Sophia's heart raced. She had not chipped the fine china or even scratched one delicate flower from the edge of the plate. How had she managed to disappoint so quickly? "I beg your pardon?" Daphne handed over the newspaper. "Elinor Burkenstock has ruined herself. Her poor mother must be beside herself. She will never get that nit married off now. You should take note, Sophia. That type of behavior will not be tolerated while you are in this house."
This reporter has it on good authority that the fine gathering at the Addison's Ball was marred by dreadful behavior. Sources say Miss EB was caught in a compromising position with Sir M, by none other than Lady P. This reporter is shocked by the blatant disregard for propriety displayed by Miss EB ...

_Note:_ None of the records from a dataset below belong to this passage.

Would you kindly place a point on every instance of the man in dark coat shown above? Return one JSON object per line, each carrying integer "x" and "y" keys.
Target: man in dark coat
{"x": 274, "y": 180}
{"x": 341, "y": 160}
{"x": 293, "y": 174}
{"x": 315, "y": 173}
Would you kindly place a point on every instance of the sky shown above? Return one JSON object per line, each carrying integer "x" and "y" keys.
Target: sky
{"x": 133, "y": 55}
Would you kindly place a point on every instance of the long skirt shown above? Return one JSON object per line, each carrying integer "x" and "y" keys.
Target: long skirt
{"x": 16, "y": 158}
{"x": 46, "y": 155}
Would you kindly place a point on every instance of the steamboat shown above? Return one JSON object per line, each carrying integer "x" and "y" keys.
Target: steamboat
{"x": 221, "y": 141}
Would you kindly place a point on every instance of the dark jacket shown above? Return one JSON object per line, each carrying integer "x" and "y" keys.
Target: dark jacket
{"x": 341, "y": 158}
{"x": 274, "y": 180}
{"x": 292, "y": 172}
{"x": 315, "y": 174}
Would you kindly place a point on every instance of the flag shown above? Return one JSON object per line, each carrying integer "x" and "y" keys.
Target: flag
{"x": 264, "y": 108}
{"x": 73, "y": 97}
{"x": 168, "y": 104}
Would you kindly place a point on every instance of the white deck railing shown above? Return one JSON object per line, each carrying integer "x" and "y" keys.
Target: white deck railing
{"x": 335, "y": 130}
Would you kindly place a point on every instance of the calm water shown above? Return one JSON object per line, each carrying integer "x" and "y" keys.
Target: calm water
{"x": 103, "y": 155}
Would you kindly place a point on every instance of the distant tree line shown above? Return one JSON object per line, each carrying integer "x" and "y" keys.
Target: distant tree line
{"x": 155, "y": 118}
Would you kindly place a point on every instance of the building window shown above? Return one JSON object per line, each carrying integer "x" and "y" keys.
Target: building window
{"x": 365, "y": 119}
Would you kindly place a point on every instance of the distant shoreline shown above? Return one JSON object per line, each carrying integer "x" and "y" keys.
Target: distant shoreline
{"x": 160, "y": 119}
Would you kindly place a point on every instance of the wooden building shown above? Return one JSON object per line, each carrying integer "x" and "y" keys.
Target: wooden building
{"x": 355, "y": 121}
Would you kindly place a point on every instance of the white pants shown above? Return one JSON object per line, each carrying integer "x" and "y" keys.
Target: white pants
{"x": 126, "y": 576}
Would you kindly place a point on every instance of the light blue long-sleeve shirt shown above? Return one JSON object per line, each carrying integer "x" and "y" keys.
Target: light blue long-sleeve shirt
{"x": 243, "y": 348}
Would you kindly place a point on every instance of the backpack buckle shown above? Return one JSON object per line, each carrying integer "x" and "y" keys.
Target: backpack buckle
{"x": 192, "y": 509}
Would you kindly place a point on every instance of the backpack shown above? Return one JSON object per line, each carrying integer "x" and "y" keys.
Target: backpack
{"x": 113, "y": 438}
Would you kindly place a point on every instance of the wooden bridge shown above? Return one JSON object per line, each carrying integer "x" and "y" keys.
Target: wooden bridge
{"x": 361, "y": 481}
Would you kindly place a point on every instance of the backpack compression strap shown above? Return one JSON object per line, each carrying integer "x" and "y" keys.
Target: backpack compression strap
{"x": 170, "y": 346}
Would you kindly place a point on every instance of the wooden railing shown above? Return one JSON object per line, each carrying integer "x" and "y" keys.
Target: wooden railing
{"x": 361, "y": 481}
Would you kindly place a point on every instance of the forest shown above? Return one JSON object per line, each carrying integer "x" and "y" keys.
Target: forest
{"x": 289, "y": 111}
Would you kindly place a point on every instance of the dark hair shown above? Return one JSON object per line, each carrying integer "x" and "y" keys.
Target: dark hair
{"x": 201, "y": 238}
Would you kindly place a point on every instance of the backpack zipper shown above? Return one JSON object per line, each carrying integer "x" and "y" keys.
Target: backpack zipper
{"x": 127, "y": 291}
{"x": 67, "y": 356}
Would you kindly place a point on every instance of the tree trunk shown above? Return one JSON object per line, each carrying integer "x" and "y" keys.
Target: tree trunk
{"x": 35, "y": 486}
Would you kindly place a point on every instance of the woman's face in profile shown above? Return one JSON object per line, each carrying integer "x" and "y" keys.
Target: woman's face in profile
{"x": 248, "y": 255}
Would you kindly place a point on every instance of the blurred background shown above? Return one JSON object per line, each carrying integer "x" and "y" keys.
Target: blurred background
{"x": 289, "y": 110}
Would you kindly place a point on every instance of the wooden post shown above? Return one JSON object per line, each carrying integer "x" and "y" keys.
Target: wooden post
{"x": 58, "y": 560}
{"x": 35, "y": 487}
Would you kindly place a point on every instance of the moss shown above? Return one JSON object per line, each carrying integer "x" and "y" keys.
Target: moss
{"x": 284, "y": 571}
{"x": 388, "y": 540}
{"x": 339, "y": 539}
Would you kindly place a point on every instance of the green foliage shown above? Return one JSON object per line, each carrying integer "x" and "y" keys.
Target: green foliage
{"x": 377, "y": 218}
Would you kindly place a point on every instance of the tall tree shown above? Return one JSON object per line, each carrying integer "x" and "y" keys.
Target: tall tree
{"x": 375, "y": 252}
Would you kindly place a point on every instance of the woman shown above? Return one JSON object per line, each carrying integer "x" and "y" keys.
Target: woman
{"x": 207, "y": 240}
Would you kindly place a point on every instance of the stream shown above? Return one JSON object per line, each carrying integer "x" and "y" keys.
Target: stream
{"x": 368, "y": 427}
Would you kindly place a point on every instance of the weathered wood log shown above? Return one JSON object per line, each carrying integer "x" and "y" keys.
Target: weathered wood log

The account went on, but it was so confusing, she stopped reading and looked at Daphne. "I don't understand all of this Miss EB, Sir M and Lady P business."
"It is a rather silly code the paper uses to avoid being outright slanderous. Meaningless, really, since everyone knows everyone else, at least by reputation. Miss EB is, of course, Elinor Burkenstock. Sir M is Sir Michael Rollins, a man of questionable honor and, by all accounts, little means. Lady P is Lady Pemberhamble, the most outrageous gossip in all of England. It really is a shame. The stupid girl will be put on the shelf, or if by some miracle her father can force a marriage with Rollins, she will then be married to a libertine."
"I'm surprised this gossip interests you, Aunt."
Lady Collington's lips tipped up in what might have been a smile, but it vanished. "I do not perpetuate gossip, my dear, but reading about it is part of how we get by here in London without being bored to tears. Besides, the girl's mother, Virginia Burkenstock is a particular friend of mine. Was it so different in Philadelphia?"
Three years ago, people she'd thought were her friends had abandoned her at the first sign of scandal. Sophia's father had squashed the truth, but still, rumors circulated for a season. "No. I suppose not, but I don't like the malice behind such rumors. For all we know, there might be little truth to the story. But because her family was unable to hush it up and it made it to print, she'll be ruined."
"What would you suggest, Sophia?" Aunt Daphne raised one imperialistic eyebrow.